The magnetic properties of MgO-doped Cu was studied by VSM measurements and performed at room temperature. The relation between the magnetization and the applied magnetic field is shown in Fig. 12a–d. It is clear from this figure the ferromagnetic behavior for all samples of Mg1−xCuxO (x = 0.05, 0.1, 0.15 and 0.2). This type of magnetic behavior may be explained on the basis of bound magnetic polarons (BMP) model suggested by Coey et al. [49]. Oxygen vacancies can induce a ferromagnetic coupling with Cu2+ ions through an indirect exchange. Similar results have been reported with Mn-, Co- and Ni-doped ZnO [50,51,52] and boost the results of the increase in the defect states with Cu2+ doping which leads to enhancing magnetic properties of Mg1−xCuxO. Moreover, several reports have tried to explain the origin of ferromagnetism in MgO. It was believed that the ferromagnetic behavior is related to Mg vacancies and/or oxygen vacancies and lattice distortion in the MgO structure [53,54,55,56,57,58,59,60,61,62,63,64,65,66].

Fig. 12
figure 12

The magnetic hysteresis of Mg1−xCuxO samples at room temperature

Table 3 shows the values of saturation magnetization, coercivity and the retentivity.
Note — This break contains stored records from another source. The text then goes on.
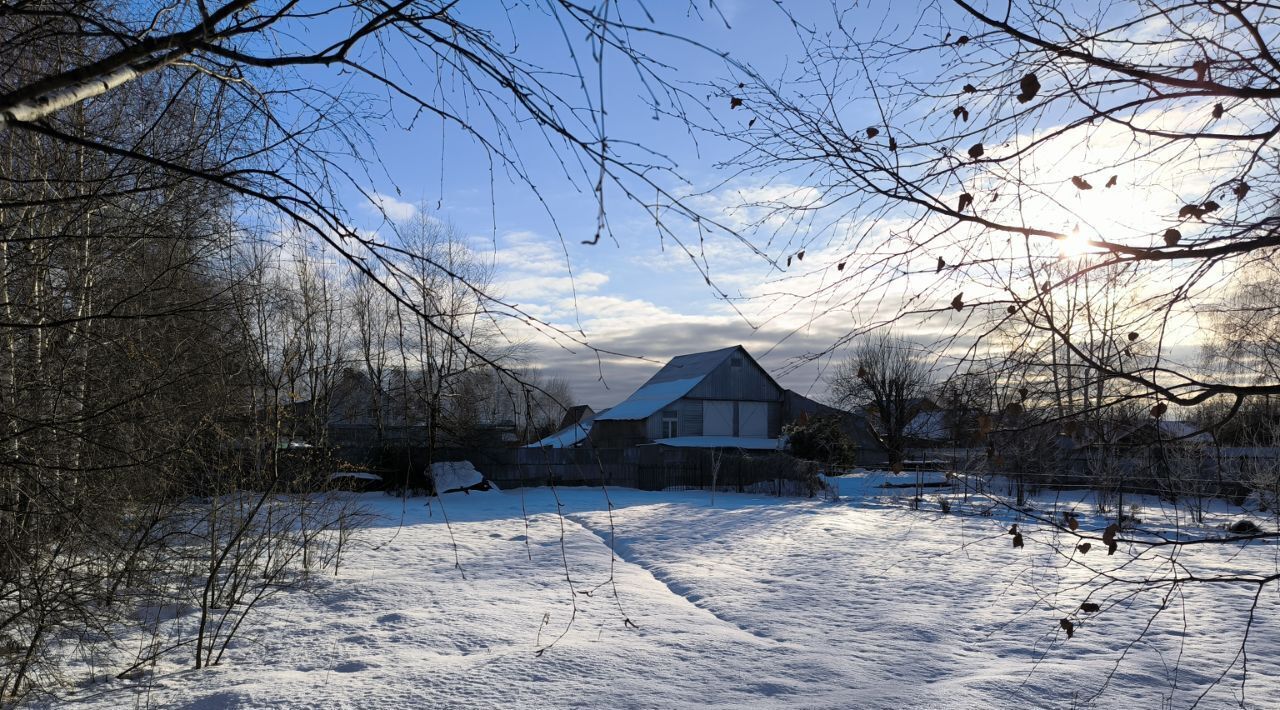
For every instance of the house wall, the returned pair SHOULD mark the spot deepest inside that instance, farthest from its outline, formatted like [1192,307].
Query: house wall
[746,381]
[728,383]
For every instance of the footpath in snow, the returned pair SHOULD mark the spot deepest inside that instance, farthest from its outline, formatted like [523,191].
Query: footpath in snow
[746,603]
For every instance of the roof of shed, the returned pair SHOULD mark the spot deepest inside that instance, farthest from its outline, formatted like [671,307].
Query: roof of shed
[720,443]
[675,380]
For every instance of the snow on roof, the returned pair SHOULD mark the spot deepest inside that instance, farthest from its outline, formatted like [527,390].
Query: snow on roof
[721,441]
[928,425]
[568,436]
[359,475]
[1187,431]
[675,380]
[650,398]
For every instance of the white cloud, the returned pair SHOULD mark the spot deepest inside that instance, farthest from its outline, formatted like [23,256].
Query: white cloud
[396,210]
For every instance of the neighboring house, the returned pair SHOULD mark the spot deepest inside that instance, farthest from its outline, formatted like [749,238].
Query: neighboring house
[572,433]
[869,450]
[933,427]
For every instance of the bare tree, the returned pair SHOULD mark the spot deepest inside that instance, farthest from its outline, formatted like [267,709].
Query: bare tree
[888,376]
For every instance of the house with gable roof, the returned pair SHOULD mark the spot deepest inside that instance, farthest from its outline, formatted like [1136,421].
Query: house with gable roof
[718,398]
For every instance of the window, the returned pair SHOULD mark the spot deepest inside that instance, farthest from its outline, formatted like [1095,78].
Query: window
[670,420]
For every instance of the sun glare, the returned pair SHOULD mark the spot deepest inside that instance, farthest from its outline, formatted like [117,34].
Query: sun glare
[1073,246]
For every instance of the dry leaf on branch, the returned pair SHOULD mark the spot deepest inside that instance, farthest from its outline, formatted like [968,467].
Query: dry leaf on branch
[1031,87]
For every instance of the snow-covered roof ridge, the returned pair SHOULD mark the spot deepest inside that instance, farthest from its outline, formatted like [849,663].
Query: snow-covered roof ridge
[721,443]
[675,380]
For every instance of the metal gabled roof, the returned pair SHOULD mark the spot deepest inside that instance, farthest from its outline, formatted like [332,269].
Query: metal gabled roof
[675,380]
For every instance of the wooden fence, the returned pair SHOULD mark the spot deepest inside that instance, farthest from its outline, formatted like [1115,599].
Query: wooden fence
[649,467]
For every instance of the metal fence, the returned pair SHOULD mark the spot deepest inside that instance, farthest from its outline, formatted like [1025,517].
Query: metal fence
[649,467]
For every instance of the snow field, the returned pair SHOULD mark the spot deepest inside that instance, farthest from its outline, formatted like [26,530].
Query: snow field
[752,603]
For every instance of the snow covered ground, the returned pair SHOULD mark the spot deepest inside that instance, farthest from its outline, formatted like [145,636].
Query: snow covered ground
[752,601]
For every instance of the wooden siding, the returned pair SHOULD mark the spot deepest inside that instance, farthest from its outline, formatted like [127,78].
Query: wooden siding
[746,383]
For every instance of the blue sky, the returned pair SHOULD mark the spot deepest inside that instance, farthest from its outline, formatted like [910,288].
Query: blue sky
[636,293]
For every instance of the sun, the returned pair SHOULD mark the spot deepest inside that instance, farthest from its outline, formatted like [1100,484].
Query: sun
[1073,246]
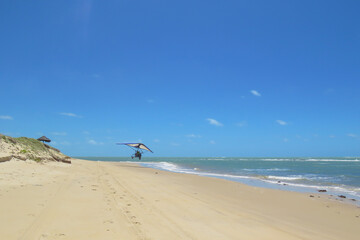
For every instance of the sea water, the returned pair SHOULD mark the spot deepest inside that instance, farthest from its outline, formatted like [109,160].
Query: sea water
[339,176]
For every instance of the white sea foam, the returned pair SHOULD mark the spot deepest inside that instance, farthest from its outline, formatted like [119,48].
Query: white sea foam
[331,160]
[291,178]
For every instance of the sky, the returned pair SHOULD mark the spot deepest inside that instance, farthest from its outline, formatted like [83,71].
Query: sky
[187,78]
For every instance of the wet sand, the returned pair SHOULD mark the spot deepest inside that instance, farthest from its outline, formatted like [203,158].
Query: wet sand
[105,200]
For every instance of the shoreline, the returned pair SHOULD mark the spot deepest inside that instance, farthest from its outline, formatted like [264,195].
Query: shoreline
[258,181]
[107,200]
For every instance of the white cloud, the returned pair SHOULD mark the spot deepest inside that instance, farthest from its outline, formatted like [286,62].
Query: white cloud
[214,122]
[281,122]
[70,115]
[93,142]
[255,93]
[241,124]
[5,117]
[59,133]
[193,136]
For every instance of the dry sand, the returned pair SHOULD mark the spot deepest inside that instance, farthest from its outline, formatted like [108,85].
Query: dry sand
[102,200]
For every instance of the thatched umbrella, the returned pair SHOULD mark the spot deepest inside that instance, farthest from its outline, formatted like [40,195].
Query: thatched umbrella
[44,139]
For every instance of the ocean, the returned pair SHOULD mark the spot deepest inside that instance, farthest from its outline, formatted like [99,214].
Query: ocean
[338,176]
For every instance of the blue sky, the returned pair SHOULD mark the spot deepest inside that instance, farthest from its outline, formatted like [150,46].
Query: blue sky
[187,78]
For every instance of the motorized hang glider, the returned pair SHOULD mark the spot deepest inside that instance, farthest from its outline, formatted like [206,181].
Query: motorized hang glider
[138,148]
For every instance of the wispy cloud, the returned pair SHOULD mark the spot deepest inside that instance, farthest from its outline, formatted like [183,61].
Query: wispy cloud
[193,136]
[281,122]
[214,122]
[6,117]
[93,142]
[70,115]
[241,124]
[255,93]
[59,133]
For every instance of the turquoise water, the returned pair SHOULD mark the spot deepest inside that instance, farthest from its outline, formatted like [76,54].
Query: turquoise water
[336,175]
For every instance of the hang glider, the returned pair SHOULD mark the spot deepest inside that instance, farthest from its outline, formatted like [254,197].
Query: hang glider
[138,148]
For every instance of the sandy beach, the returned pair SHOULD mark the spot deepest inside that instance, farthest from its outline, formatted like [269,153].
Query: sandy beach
[106,200]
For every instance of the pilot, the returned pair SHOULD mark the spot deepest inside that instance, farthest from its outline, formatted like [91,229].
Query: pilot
[138,155]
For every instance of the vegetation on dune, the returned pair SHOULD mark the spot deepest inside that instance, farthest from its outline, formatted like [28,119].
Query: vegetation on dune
[30,148]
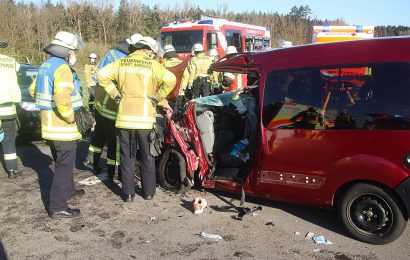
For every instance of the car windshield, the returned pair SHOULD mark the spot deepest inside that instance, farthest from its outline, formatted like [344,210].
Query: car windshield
[182,40]
[25,76]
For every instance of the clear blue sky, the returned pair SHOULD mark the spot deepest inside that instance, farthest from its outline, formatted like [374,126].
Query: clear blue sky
[354,12]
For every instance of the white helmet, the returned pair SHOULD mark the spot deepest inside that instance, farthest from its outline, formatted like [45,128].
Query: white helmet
[134,39]
[67,40]
[231,50]
[198,47]
[151,43]
[168,48]
[213,53]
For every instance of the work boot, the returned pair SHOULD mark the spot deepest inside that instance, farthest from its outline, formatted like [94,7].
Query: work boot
[13,173]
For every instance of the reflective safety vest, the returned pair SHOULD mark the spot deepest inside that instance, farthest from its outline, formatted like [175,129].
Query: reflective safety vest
[9,89]
[45,85]
[102,101]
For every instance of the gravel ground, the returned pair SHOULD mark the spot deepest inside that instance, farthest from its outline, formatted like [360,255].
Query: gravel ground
[164,228]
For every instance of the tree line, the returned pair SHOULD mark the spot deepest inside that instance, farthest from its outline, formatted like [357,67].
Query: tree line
[29,27]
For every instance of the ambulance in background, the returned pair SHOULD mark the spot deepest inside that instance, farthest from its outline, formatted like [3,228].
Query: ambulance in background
[335,33]
[214,33]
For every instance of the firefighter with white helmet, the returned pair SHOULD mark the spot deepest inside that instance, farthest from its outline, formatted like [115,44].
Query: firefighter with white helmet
[196,75]
[106,111]
[89,72]
[10,94]
[138,83]
[57,93]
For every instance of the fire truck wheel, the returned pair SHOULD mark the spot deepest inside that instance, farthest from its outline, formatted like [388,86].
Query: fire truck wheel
[372,214]
[172,171]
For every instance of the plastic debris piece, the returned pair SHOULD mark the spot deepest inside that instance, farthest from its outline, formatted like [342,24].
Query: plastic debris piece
[321,240]
[212,237]
[199,205]
[309,235]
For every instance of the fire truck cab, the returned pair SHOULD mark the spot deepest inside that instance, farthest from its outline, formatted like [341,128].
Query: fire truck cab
[214,33]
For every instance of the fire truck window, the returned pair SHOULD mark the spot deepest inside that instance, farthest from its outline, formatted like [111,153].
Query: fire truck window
[182,40]
[211,40]
[233,38]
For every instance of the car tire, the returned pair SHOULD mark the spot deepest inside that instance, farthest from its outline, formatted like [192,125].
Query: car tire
[172,171]
[372,214]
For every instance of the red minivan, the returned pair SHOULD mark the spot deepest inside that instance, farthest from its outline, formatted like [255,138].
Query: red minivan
[326,125]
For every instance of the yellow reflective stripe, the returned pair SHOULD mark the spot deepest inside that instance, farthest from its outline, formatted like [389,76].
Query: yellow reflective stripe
[95,149]
[10,156]
[67,113]
[60,129]
[60,136]
[110,161]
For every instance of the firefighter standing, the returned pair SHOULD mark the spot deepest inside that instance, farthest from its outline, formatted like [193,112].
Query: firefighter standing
[89,72]
[10,94]
[138,83]
[196,73]
[106,111]
[57,92]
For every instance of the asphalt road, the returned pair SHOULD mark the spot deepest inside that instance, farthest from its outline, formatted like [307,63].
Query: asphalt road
[164,228]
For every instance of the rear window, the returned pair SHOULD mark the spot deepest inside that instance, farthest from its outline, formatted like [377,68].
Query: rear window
[358,97]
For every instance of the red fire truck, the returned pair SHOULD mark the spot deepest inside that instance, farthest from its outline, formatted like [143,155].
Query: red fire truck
[214,33]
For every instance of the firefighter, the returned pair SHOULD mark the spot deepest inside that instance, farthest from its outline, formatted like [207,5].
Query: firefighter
[10,94]
[89,71]
[196,75]
[233,81]
[106,110]
[138,83]
[57,92]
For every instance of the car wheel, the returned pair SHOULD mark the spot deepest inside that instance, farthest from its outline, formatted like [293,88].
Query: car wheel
[172,171]
[372,214]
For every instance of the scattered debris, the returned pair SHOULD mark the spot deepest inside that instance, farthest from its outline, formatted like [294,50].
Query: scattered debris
[309,235]
[321,240]
[212,237]
[199,205]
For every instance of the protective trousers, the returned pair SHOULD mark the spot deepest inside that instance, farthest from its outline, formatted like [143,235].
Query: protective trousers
[9,143]
[62,187]
[128,144]
[201,87]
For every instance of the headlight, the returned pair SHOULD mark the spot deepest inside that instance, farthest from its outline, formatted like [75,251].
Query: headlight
[29,106]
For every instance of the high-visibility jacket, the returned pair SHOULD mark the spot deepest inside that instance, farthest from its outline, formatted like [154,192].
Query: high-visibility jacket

It is clear that the values of the saturation magnetization and the retentivity found to decrease with the increase in Cu concentrations. Previously in TM-doped oxide systems, it has been reported that as the concentration of magnetic impurities is increased in the host oxide matrix, the saturation magnetic moment decreases which is attributed to the antiferromagnetic (AFM) interaction between the dopants [67]. Moreover, it is found that coercivity is improving with Cu concentration, i.e., increasing in coercivity with increasing Cu concentrations.

Table 3 Values of magnetization Ms, coercivity Hc and retentivity Mr of Mg1−xCuxO

5 Conclusion

Mg1−xCuxO samples were successfully prepared by solid-state reaction. XRD results demonstrated samples with Cu content up to x = 0.15 like a single-phase solid solution of MgO rock salt structure type, while for x = 0.2, two phases were detected, namely MgO rock salt structure and Cu2O cuprite cubic phase. The lattice constants increase with increasing the Cu content indicating that the Cu ion substitutes for the Mg ion in the MgO lattice. The crystallite size decreases with increasing the Cu concentration. The optical energy band was found to decrease with increasing the Cu content. The dielectric constant, the loss factor and the electrical conductivity increased with the doping concentration. The Mg1−xCuxO samples showed ferromagnetic behavior. The saturation magnetization and the retentivity decrease with the increase in Cu concentrations. The coercivity increases with increasing Cu concentrations.